Bencher election a ‘contest between two slates with radically different visions:’ FullStop candidate

The LSO has released the full list of who is running in the 2023 bencher election

Bencher election a ‘contest between two slates with radically different visions:’ FullStop candidate
FullStop candidate Lisa Bildy

The Law Society of Ontario has released the full list of candidates running in the 2023 bencher elections, with two factions vying for control of convocation.

The FullStop slate is presenting itself as representatives of the “rank-and-file” and the alternative to an “arrogant, wasteful, and dictatorial” establishment. The Good Governance Coalition, for its part, states that “the law society’s responsibilities are too important to risk electing slate benchers.”

The LSO released the list on Monday, and out of 107 lawyer candidates running, 53 are from outside Toronto, and 54 are from inside Toronto. There are also 19 paralegal candidates.

The deadline for voting is April 28.

The FullStop team formally announced the launch of its campaign on Feb. 23. The slate is running 35 lawyer candidates and said it would also be endorsing several paralegals. Eighteen of the 2023 candidates also ran in 2019 as members of the StopSOP slate, which had organized into a coalition to repeal the LSO’s statement-of-principles requirement, and having done so, changed its name to FullStop.

Forty five candidates are running under the banner of the Good Governance Coalition to oppose FullStop. Law Times will be publishing an article focused on the Good Governance Coalition in the coming days.

“This bencher election is a contest between two slates with radically different visions,” says FullStop candidate Lisa Bildy. “The big governance slate represents the establishment. It believes that the Law Society should be a political regulator. Its candidates are committed to making the law society a woke institution. They insist the legal profession in Ontario is systemically racist. They expect lawyers to toe an ideological line to be permitted to practice law. The big governance folks approve of the path the law society has been on and want to proceed without opposition.

“Our candidates believe that, over time, the law society has lost its way,” she says. “It has become arrogant, wasteful, and dictatorial. We will reduce its bureaucratic interference in the business of members and firms. We will restore the law society to its core mandate of regulating competence and ethical practice. We will rationalize the budget and reduce its outrageous burden on its members. FullStop seeks to de-politicize the law society.”

The 22 Benchers elected under the StopSOP slate have delivered by repealing the statement of principles, despite being in the minority, says Bildy. But when it came to curbing “ideological imperatives,” reducing “budgetary excess,” and promoting transparency, she says that the slate faced opposition “at every turn.”

“For example, [StopSOP] sought to make public the salaries enjoyed by LSO executives,” says Bildy. “Members pay those salaries with their fees, and they should be entitled to know what their fees are used for, even if they would be shocked. But their efforts on that initiative and many others were shut down by other benchers who think everything at the law society is just fine.”

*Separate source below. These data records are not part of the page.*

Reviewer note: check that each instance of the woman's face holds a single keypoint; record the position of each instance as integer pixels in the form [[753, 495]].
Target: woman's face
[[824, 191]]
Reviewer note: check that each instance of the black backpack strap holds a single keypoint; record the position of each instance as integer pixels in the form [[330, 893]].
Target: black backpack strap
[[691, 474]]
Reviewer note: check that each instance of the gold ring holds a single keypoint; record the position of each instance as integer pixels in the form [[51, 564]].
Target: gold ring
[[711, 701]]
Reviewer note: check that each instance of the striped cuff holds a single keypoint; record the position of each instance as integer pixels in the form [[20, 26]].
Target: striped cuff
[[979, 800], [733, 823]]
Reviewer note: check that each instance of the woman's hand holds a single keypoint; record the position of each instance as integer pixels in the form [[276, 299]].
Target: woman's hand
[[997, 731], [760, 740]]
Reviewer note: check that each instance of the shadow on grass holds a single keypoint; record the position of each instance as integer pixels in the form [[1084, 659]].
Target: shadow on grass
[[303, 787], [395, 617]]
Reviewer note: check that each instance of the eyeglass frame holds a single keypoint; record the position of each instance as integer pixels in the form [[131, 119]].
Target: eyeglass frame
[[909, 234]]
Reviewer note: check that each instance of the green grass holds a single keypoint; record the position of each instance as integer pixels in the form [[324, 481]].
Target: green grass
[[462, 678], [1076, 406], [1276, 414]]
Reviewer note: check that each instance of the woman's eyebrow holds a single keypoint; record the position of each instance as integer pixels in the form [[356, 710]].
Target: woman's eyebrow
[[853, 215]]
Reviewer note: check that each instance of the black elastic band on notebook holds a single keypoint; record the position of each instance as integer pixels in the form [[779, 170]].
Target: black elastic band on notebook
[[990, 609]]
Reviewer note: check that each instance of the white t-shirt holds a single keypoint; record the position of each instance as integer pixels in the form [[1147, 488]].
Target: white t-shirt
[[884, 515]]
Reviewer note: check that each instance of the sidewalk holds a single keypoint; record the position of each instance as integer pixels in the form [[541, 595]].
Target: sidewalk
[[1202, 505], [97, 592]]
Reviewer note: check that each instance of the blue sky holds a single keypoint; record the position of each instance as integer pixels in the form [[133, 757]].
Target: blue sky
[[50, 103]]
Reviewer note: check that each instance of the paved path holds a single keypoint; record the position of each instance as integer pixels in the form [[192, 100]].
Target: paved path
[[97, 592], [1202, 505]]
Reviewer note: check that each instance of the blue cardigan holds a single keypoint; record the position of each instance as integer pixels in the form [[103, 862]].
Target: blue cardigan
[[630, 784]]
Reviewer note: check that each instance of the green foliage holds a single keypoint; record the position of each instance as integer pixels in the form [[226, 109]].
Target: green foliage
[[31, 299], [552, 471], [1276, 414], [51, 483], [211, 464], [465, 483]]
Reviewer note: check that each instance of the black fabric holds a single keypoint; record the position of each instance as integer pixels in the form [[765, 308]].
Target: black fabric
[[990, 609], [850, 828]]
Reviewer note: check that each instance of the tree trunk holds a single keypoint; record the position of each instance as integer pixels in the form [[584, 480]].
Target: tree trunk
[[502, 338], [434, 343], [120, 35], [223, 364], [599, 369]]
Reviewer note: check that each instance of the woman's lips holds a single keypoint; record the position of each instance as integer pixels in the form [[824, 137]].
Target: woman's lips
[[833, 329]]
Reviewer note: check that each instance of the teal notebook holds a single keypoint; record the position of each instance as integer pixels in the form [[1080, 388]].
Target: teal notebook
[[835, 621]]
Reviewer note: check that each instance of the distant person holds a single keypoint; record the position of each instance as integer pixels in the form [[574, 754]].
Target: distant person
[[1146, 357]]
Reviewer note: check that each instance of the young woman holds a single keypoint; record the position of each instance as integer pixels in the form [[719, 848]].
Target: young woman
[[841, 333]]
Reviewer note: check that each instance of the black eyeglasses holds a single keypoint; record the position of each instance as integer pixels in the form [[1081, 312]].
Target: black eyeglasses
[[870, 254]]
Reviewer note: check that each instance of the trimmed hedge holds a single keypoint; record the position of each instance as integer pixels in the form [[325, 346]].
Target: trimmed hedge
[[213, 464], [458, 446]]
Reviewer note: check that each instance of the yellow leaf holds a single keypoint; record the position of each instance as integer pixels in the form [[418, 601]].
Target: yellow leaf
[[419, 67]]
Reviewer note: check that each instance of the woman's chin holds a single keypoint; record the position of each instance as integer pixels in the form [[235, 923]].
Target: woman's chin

Following FullStop’s launch announcement last Thursday, the Good Governance Coalition put out a statement criticizing the slate as a risky bet given the gravity of LSO responsibilities and noting the diversity of its own coalition.

“The law society’s responsibilities are too important to risk electing slate benchers,” said Andrew Spurgeon, a GGC candidate and Hamilton lawyer. “Issues like our ability to self-regulate depend on benchers who take their fiduciary responsibilities seriously – and focus on the LSO’s mandate without being side-tracked. I’m confident that when lawyers and paralegals compare the diverse experiences and proven leadership of coalition candidates with the slate, they’ll see which candidates are up to the job of being a bencher.”

Spurgeon added that the GGC includes sole practitioners and lawyers from firms of all sizes, as well as law professors, NGO leaders and in-house counsel, and lawyers working at the Ministry of the Attorney General and in legal clinics. The statement notes that 64 percent of the GGC’s candidates are women, while only 20 percent of FullStop’s are.

FullStop’s campaign is a continuation of the task that began with the statement of principles, which was not only a “flagrant infringement of the independence of the bar,” but “emblematic of a political ideology which had seeped into the LSO,” said FullStop’s launch announcement.

“Given what we have seen from other regulatory bodies that did not have a group like the StopSOP slate to stem the tide, we know how this power will be used,” said Professor Bruce Pardy, a FullStop campaign leader and Queen’s law professor, who is not running in the LSO bencher election. “Competence is being reimagined through a political lens, and a new standard of practice is emerging: be woke, be quiet, or be accused of professional misconduct.”

Good Governance Coalition “members accuse the StopSOP movement of having politicized the LSO, when it was the imposition of political initiatives by the establishment that galvanized the slate to form in the first place,” says Bildy. “The establishment would like to go back to a time when they could just rubber stamp the agenda at Convocation and get on with an exquisite lunch. What will really put self-governance at risk is using the LSO's regulatory powers to push an ideological agenda on its members – not insisting on transparency and accountability. The FullStop slate will return the LSO to its proper role.”